When constructing your deck, do not focus overly much on any one particular strategy. It is always better to have more options. Try to include a fairly even spread of actions which kill, send home, and bow opponents. This is important because different decks you will face will require different strategies. Where possible, play cards which have multiple effects. Try to include overlapping effects on multiple cards. I call these concepts ‘diverse redundancy’. The idea is to get as many options into the deck as possible, while duplicating effects for consistency. Good examples of these concepts are cards like Justly Earned Victory and Superior Mobility. Both are send home cards, but both also have secondary abilities which allows for greater flexibility in deck construction and in game. Always remember, the more options you allow yourself during deck construction, the more options you will have while playing the deck.

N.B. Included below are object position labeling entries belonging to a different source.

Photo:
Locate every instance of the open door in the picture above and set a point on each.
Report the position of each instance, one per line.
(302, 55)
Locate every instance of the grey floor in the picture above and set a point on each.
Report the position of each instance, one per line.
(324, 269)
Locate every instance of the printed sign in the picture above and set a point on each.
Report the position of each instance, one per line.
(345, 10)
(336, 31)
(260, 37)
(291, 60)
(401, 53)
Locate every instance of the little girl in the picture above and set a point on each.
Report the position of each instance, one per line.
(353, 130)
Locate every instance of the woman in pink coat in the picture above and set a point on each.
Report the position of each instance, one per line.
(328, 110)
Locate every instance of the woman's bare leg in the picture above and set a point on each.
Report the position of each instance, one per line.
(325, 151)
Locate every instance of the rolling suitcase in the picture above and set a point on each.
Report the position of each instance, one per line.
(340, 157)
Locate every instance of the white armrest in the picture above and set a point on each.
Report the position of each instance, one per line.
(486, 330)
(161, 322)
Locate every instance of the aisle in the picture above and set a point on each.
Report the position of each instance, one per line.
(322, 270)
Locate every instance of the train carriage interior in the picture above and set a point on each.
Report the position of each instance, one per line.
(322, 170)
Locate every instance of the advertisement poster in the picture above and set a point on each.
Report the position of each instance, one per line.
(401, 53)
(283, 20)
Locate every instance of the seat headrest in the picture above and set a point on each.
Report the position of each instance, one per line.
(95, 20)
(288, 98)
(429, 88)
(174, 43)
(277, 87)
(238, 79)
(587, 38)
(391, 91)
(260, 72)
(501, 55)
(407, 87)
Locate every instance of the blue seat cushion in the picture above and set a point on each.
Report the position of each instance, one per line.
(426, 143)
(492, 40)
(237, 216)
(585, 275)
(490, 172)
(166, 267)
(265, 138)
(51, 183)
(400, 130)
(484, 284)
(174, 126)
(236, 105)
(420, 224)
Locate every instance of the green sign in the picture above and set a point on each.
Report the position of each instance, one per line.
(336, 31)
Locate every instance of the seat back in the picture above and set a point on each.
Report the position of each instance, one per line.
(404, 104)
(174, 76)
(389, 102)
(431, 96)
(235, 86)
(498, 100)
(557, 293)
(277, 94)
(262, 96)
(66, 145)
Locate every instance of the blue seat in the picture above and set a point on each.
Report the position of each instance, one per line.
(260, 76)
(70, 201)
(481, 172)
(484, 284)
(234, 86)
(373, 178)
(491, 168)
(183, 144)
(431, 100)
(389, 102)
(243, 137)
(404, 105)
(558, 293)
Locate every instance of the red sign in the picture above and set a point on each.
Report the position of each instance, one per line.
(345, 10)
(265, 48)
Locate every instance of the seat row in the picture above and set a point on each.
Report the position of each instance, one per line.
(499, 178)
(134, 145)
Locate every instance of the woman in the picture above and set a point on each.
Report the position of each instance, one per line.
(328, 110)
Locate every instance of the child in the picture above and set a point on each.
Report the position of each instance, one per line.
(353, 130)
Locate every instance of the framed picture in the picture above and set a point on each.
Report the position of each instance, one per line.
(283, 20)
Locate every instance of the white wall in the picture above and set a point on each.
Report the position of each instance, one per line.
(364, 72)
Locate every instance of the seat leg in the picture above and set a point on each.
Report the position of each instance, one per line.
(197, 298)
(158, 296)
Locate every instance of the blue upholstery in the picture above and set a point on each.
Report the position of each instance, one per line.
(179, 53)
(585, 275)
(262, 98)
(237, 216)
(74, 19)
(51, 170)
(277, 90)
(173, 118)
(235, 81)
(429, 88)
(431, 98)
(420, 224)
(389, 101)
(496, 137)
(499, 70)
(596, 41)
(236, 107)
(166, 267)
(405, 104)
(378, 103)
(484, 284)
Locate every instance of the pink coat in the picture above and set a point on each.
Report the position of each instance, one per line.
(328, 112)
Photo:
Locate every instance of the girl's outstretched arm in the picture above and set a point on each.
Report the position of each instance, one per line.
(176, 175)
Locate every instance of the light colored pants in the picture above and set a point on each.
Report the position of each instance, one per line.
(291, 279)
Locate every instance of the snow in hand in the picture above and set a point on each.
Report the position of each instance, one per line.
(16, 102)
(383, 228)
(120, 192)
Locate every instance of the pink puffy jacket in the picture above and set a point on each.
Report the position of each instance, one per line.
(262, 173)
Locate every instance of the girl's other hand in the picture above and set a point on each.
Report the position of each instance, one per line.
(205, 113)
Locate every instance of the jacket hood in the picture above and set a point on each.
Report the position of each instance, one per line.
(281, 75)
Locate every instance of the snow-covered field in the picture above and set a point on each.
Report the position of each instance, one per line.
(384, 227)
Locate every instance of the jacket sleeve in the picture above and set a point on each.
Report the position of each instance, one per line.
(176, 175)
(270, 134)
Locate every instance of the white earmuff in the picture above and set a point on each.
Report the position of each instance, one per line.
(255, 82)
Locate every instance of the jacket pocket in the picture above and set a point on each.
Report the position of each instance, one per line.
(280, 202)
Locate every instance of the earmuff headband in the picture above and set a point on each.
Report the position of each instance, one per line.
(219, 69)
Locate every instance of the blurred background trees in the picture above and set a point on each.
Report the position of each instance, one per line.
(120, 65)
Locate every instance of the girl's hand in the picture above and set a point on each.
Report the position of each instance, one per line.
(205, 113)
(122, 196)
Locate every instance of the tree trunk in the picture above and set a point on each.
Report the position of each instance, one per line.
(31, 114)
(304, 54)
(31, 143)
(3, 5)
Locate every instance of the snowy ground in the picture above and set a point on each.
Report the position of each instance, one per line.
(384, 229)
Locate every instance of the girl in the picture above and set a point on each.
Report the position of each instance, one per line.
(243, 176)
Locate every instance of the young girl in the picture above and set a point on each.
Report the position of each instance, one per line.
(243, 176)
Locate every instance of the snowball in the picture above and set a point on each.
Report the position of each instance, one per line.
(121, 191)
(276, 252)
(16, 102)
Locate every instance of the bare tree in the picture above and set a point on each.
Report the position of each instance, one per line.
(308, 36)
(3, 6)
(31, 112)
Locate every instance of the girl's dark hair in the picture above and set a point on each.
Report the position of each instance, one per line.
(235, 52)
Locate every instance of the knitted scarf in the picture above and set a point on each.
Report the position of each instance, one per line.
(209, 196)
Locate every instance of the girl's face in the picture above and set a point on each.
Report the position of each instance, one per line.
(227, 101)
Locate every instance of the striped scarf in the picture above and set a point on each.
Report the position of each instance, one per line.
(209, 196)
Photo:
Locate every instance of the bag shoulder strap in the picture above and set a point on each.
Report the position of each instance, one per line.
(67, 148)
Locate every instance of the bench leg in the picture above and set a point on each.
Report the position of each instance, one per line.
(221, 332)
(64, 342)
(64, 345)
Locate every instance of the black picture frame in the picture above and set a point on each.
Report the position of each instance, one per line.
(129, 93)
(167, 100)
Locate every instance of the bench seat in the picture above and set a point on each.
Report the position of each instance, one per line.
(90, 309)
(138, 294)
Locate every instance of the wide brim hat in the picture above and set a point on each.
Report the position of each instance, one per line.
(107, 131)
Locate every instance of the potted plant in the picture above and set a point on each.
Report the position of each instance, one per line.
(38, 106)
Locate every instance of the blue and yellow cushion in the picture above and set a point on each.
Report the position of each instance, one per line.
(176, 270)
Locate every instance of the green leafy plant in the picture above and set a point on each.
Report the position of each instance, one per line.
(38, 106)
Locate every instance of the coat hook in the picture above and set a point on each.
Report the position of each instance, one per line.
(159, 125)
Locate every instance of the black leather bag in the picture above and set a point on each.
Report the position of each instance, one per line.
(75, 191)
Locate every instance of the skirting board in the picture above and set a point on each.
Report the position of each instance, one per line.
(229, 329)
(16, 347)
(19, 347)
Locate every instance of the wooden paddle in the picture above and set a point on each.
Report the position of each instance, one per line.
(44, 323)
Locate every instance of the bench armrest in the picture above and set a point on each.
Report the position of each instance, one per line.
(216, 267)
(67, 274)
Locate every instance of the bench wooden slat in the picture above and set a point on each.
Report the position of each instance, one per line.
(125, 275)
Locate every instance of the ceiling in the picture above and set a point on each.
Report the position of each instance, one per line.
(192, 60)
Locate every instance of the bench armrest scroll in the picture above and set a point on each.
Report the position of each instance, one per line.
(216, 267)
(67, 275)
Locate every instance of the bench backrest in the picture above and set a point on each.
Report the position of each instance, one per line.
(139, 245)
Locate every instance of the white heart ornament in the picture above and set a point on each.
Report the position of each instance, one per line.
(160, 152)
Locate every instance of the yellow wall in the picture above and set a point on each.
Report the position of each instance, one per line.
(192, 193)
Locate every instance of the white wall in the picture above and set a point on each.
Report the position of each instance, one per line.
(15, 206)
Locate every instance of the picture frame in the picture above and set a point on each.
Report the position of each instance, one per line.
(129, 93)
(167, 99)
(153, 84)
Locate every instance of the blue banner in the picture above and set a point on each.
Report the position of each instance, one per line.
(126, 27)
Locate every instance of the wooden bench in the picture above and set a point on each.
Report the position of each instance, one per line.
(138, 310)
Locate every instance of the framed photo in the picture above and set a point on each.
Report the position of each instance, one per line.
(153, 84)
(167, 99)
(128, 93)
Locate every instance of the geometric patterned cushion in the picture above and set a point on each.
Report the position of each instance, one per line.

Just about any tournament caliber deck is going to include slots for meta, even if that is not immediately evident. For those not familiar with the term, meta cards are cards which help to shore up a weakness in your deck, or help to solidify your deck against decks which are expected to be popular in the field. Because meta is specific to certain decks or strategies and because it is difficult to predict what decks or strategies you may find at any particular event, which meta to include can be one of the most difficult decisions in deck construction. I personally like to dedicate two slots on the Fate side and one slot on the Dynasty side to meta. These spots are constantly changing as I find matches which are difficult for my deck or as I find certain decks or strategies are becoming increasingly popular. I am a fan of less potent, but more versatile meta because even if you know you are likely to lose to a deck that is likely to be played by over half of the field, there is no certainty you will face that deck at any given event. I would rather have a slightly less potent meta card in my hand against a problem match than have a completely dead card in my hand against another deck. When making meta decisions, of course it is important that the card help against the match it is intended for, but it should also be playable against other decks if possible as well.
The last step in the process is of course playing the deck. Play it as often as you can against as many different decks as you can. Play the deck until you can almost predict the cards out of your deck before they appear, then play it some more. Keep in mind the deck building process is unending. The longer you play a deck the better it becomes and the better you get at playing it.